The potential of capillary zone electrophoresis (CZE) for the analysis of metallothionein (MT) isoforms was investigated. CZE was performed using two different systems, (1) a laboratory-constructed instrument with an ISCO UV detector and (2) a Waters Quanta 4000 system. Capillaries were of 75 microns I.D. x ca. 1 m in length and loading times were up to 40 s by gravity or 4 s by electrokinetic migration at 30 kV. Samples were dissolved in 10 mM Tris-HCl buffer, pH 9.1, and electrophoresis was performed at 30 kV using a 50 mM Tris-HCl, pH 9.1 running buffer. Detection was by UV absorbance at 185 or 214 nm. Purified and semipurified MT samples were analysed for qualitative assessment of purity, relative isoform abundance and separation characteristics of MT from different species.

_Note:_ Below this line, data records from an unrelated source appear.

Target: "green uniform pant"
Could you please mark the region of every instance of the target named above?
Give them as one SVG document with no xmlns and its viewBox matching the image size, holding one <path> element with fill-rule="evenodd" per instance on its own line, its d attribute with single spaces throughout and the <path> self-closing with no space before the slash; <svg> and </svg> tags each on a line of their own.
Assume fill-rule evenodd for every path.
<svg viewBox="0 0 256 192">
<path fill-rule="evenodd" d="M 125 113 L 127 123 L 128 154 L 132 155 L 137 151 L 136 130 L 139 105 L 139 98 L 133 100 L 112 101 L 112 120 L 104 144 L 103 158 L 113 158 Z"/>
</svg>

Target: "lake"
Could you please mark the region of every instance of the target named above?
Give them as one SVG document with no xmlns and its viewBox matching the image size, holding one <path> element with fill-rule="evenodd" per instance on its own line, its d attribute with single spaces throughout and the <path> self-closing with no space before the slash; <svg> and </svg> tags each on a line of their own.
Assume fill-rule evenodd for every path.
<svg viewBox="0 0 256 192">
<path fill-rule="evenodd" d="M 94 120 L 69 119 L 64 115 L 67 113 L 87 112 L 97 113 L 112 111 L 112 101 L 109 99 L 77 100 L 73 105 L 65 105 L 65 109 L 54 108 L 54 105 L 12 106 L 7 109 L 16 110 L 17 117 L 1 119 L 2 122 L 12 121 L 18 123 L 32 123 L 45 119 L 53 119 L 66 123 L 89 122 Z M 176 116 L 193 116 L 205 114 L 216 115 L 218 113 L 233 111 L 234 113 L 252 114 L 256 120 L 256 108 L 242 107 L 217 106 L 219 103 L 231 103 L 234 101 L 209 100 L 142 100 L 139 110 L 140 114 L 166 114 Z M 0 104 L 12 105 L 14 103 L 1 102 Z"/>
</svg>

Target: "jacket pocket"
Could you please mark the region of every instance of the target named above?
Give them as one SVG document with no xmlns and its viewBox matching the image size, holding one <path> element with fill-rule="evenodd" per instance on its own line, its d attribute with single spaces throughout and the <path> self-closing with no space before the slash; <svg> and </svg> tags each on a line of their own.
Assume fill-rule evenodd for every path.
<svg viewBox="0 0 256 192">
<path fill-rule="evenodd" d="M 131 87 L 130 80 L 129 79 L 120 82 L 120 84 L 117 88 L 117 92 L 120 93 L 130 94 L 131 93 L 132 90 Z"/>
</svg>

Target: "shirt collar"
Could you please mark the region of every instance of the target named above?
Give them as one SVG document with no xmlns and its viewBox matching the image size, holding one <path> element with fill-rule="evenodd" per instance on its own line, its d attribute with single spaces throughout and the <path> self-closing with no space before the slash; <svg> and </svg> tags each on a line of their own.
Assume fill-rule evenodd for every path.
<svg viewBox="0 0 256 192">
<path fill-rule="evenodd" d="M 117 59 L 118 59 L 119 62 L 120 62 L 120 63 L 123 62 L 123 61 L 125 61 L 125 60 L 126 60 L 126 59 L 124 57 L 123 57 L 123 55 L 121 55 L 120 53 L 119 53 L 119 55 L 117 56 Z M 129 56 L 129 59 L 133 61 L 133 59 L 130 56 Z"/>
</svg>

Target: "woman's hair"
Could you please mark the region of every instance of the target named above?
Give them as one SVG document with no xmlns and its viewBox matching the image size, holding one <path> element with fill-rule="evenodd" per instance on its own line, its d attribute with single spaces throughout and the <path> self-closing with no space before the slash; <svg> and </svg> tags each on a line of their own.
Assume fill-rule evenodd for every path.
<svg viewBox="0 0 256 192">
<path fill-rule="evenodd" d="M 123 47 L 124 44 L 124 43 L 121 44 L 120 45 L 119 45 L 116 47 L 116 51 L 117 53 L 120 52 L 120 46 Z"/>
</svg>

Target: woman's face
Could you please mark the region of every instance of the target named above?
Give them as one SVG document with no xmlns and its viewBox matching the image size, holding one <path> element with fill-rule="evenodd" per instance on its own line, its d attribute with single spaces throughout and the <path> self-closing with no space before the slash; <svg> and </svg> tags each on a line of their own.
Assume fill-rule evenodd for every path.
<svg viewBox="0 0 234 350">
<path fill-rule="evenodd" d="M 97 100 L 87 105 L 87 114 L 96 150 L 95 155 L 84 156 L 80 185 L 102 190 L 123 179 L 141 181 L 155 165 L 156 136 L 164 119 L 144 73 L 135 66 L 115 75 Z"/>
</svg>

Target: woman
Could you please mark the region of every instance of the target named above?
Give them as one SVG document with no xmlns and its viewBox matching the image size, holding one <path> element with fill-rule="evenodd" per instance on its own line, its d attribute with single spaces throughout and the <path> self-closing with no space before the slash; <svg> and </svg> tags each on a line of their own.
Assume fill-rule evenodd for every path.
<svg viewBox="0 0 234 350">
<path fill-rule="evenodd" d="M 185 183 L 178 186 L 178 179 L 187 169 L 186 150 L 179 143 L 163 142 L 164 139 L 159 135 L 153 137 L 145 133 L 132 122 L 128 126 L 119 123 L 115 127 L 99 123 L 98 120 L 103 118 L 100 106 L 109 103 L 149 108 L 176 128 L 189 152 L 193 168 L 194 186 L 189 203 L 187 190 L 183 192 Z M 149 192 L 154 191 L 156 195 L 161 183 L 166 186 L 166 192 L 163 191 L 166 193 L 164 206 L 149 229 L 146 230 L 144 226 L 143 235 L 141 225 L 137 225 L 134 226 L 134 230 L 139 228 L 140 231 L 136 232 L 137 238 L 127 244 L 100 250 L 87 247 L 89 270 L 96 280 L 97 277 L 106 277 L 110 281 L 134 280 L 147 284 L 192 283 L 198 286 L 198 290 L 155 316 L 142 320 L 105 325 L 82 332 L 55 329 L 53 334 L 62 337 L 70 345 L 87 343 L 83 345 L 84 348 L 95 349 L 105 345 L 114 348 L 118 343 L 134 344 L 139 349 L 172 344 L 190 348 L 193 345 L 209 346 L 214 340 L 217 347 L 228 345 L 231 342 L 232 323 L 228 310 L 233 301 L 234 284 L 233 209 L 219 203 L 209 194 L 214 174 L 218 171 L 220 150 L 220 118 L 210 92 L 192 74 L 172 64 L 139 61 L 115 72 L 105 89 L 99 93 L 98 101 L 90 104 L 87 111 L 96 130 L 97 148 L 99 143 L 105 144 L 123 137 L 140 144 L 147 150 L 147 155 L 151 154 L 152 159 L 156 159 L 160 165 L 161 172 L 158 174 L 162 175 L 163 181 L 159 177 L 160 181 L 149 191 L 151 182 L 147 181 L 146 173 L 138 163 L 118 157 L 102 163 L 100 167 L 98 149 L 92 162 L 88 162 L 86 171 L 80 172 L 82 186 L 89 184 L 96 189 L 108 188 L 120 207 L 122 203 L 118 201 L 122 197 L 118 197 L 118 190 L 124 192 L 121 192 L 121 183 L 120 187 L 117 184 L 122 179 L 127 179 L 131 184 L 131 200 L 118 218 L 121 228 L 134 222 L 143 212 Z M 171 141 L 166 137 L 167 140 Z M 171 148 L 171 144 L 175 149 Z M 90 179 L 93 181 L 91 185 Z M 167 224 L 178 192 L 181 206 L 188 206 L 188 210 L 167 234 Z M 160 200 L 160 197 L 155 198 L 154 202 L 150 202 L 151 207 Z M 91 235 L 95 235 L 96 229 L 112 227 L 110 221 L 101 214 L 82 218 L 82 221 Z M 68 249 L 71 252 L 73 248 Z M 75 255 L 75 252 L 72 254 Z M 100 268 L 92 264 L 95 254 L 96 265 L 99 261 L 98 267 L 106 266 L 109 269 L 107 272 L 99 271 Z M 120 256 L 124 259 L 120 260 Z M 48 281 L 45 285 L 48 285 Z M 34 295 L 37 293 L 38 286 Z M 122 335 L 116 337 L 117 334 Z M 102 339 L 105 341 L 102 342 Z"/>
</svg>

As progress towards the development of a quantitative assay, the linearity of calibration curves and simple methods of sample preparation for analysis by CZE were investigated. Complete separation of a mixture of the two major MT isoforms was achieved in less than 5 min and the technique was found to be very useful for qualitative analysis of MT. Using a rabbit liver MT standard (500 micrograms/ml-1), a linear relationship was found between the gravity load time and the integrated peak area. Standard calibration curves were also linear and the detection limit for both CZE instruments under our separation conditions was 1-10 micrograms MT ml-1. The successful use of two solvent extraction procedures for tissue samples demonstrated the potential of CZE for routine quantitative analysis of MT.